Sean Scully

Life is meaningless unless we attach meaning to it. And it is up to us whether or not we want to attach meaning to life, or to its greatest voice—art.

“With their grids of stripes and squares, the paintings of Sean Scully resemble playing boards for games not yet invented, or the flags of imaginary countries,” wrote art critic Mark Lawson in The Guardian. “But, though these abstract compositions are no conventional landscapes, his sense of shape and light is influenced by the three places he knows best:” Ireland, London, and New York, where he lives and works today as a U.S. Citizen. Informed early-on by Catholic devotional paintings and later by American Minimalism, Scully is a renowned painter and sculptor who is best known for his geometric abstractions in deep, vibrating hues. “I want, and wanted to, rescue abstraction from remoteness,” Scully has said. “So I made my abstract paintings lurch towards association.” Concrete geometry, loosely layered color, and metaphorical titles activate his compositions and inspire emotions of the human condition.

Both a longtime Londoner and New Yorker, Sean Scully has always identified strongly with being an immigrant.

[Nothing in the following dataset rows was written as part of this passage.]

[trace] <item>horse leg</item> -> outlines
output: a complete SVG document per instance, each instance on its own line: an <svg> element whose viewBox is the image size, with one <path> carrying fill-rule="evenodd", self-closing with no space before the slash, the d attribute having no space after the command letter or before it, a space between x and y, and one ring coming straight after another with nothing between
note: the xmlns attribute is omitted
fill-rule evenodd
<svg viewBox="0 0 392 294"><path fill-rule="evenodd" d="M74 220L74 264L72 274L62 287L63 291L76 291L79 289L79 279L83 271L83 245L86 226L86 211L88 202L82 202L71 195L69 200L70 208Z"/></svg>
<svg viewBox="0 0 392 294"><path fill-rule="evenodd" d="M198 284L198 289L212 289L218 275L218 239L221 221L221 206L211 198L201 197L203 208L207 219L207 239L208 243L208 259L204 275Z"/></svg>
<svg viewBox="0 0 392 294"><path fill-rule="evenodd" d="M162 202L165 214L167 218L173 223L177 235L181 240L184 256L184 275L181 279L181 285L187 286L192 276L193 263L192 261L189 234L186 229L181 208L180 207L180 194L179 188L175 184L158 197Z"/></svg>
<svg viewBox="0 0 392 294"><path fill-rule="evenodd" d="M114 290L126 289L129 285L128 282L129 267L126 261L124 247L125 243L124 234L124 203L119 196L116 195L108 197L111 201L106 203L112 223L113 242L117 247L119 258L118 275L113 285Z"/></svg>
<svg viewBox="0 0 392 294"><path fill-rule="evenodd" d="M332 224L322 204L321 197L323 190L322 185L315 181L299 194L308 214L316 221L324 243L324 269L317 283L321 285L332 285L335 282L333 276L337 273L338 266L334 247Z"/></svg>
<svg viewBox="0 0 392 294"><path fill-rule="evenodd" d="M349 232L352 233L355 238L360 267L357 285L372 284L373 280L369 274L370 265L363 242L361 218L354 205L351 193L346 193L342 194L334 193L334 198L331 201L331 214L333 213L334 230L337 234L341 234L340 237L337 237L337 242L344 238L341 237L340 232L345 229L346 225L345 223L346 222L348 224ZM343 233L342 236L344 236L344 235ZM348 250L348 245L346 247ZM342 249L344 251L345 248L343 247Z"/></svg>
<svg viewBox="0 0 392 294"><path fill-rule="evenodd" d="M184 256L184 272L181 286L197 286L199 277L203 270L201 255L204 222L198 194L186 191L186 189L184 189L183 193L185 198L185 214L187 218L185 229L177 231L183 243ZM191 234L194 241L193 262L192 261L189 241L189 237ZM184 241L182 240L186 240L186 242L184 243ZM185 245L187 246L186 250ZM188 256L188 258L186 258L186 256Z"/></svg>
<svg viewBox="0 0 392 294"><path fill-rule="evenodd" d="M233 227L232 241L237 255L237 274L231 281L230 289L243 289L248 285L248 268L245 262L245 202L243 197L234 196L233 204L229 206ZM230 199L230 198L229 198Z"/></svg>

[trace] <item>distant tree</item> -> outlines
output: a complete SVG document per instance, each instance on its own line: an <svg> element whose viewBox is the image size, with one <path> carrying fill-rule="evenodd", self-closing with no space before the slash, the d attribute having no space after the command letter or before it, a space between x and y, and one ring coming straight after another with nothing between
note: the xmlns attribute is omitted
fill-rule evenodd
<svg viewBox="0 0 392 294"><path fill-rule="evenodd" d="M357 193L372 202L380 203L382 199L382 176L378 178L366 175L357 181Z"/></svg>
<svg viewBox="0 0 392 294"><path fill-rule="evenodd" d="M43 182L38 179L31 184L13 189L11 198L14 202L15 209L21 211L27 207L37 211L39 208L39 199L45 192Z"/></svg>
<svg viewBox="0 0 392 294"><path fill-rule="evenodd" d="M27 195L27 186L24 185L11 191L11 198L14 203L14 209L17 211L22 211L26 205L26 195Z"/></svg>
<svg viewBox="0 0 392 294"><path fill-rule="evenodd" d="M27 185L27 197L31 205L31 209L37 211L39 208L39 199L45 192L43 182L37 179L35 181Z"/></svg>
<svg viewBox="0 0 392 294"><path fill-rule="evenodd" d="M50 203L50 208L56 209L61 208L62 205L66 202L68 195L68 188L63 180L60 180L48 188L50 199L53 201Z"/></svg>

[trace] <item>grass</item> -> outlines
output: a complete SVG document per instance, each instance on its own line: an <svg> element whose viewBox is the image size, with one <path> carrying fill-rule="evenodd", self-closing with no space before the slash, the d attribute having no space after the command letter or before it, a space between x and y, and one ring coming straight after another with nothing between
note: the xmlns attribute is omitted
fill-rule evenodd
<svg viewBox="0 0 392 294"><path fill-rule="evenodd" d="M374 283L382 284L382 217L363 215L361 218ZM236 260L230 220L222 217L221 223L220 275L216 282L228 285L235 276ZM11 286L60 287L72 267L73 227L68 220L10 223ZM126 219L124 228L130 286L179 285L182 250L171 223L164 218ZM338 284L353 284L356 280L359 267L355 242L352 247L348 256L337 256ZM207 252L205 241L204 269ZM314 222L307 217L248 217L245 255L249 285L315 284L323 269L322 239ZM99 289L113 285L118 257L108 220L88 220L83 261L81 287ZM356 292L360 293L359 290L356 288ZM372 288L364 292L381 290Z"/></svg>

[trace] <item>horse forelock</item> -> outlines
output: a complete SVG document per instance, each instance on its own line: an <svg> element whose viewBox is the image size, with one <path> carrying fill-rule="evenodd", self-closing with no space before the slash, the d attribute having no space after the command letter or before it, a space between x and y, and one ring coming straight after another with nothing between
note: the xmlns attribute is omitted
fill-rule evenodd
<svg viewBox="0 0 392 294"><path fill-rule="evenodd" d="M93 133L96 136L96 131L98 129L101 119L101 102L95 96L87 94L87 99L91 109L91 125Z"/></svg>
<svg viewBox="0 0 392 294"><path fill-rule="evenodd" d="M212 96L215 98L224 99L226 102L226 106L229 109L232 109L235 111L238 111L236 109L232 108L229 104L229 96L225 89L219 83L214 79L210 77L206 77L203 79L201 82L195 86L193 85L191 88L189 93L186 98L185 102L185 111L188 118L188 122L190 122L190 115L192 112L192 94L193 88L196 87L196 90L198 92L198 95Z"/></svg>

Born on June 30, 1945, in Dublin, he and his family moved to London when he was four years old. He grew up poor in England where he absorbed artworks by attending mass at his family’s local Catholic Church. In his teenage years, he joined a London street gang, protested apartheid in Trafalgar Square, and left school to apprentice at a commercial print shop and graphic design studio. He made his way back to education at age twenty, studying art at Croyden College of Art in London and later at Newcastle University.

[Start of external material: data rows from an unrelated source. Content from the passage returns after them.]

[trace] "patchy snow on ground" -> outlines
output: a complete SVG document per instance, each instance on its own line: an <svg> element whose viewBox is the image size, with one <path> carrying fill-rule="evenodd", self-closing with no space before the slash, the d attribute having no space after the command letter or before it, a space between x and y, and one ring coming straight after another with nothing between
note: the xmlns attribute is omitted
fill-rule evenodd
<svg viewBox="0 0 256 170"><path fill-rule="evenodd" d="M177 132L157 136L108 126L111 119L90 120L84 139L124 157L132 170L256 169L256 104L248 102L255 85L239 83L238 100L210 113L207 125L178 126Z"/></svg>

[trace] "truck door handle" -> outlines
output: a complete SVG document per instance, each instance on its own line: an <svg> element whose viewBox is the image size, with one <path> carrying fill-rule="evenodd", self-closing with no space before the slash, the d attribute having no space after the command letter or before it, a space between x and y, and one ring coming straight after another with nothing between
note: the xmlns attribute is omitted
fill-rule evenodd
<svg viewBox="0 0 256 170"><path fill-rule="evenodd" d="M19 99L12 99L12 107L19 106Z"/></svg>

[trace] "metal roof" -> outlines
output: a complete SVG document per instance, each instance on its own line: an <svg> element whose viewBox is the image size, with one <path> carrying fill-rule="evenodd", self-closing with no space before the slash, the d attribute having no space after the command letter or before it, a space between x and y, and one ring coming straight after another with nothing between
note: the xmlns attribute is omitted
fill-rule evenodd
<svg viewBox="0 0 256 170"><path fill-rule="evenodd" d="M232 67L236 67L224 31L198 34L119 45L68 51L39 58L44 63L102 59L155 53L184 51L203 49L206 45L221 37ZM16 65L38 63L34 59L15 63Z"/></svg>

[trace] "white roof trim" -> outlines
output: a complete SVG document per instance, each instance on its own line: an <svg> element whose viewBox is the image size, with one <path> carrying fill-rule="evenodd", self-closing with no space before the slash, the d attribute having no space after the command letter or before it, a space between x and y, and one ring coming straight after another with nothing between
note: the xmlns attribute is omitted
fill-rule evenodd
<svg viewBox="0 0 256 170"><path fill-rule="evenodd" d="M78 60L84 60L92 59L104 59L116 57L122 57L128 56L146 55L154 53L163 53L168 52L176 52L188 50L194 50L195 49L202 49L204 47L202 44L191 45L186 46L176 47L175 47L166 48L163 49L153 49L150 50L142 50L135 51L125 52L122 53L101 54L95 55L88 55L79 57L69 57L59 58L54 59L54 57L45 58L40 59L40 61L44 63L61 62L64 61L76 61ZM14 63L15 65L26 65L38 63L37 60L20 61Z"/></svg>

In 1967 Scully took a trip to Morocco where he was inspired by the region’s southern light and traditional textiles. The trip was a decisive turning point in his evolution as an artist. He stopped making representational painting, instead introducing brightly colored, hard-edged lines and bands to his compositions. His abstract paintings quickly achieved commercial success in London in the early 1970s. Over the subsequent four decades, a sensitivity to light and dedication to stripes as a formal technique became central elements in his art.

In the mid-1980s, after spending time in New York and Massachusetts on academic fellowships, Scully immigrated to Manhattan. Under the influence of minimalist artist Robert Ryman, his palette harmonized, replacing vivid color with somber, rich tones, and his brushwork loosened. In his on-going Wall of Light series, for example, Scully builds a calming abstract world that breaks down the current idea that walls function solely as dividers. “I am making a wall that is full of shifting relationships,” Scully has said, “that appear and disappear.” He began this series in watercolor form while vacationing in Mexico in the 1980s, and since then it has come to include large-scale oil paintings. As his largest body of work to date, the Wall of Light series balances architectural vocabulary with harmonized color combinations to create universal emotional associations.

In 1988 Scully made five color etchings at Crown Point Press in San Francisco. As Crown Point’s founder Kathan Brown has described, “banded fields are inset with opposing patterns. The prints range from the bold juxtapositions of Wall and Room to the soft harmonies of Sotto Voice.”

Sean Scully has exhibited in North America, Europe, and Asia. Notably in 2014–15 he was the first Western artist to have a major retrospective in China. Covering a fifty-year span of art making, Follow the Heart: The Art of Sean Scully 1964–2014 opened at the Shanghai Himalayas Museum and later traveled to the Central Academy of Fine Arts Museum in Beijing. Other prominent exhibitions of the artist’s work have been held at the Staatliche Kunsthalle Karlsruhe, Karlsruhe, Denmark; Cuadra San Cristóbal, Mexico City, Mexico; and The Marble Palace, State Russian Museum, St. Petersburg, Russia. His work is in numerous public collections, including the Museum of Modern Art, Solomon R. Guggenheim Museum, and The Metropolitan Museum of Art in New York; Corcoran Gallery of Art, Hirshhorn Museum and Sculpture Garden, and The National Gallery of Art in Washington, D.C.; Tate in London; Kunstsammlung Nordrhein-Westfalen in Dusseldorf; and China Central Academy of Fine Arts in Beijing.

Sean Scully was elected a Royal Academician by the Royal Academy of Arts in London, in 2013 and in  2018, he was awarded Honorary Degree of Doctor of Letters by Newcastle University, Newcastle, England. The artist is represented by Lisson Gallery and Cheim & Reid, New York; Kerlin Gallery, Dublin; Kewenig Galerie, Berlin; and Galerie Thaddaeus Ropac, worldwide.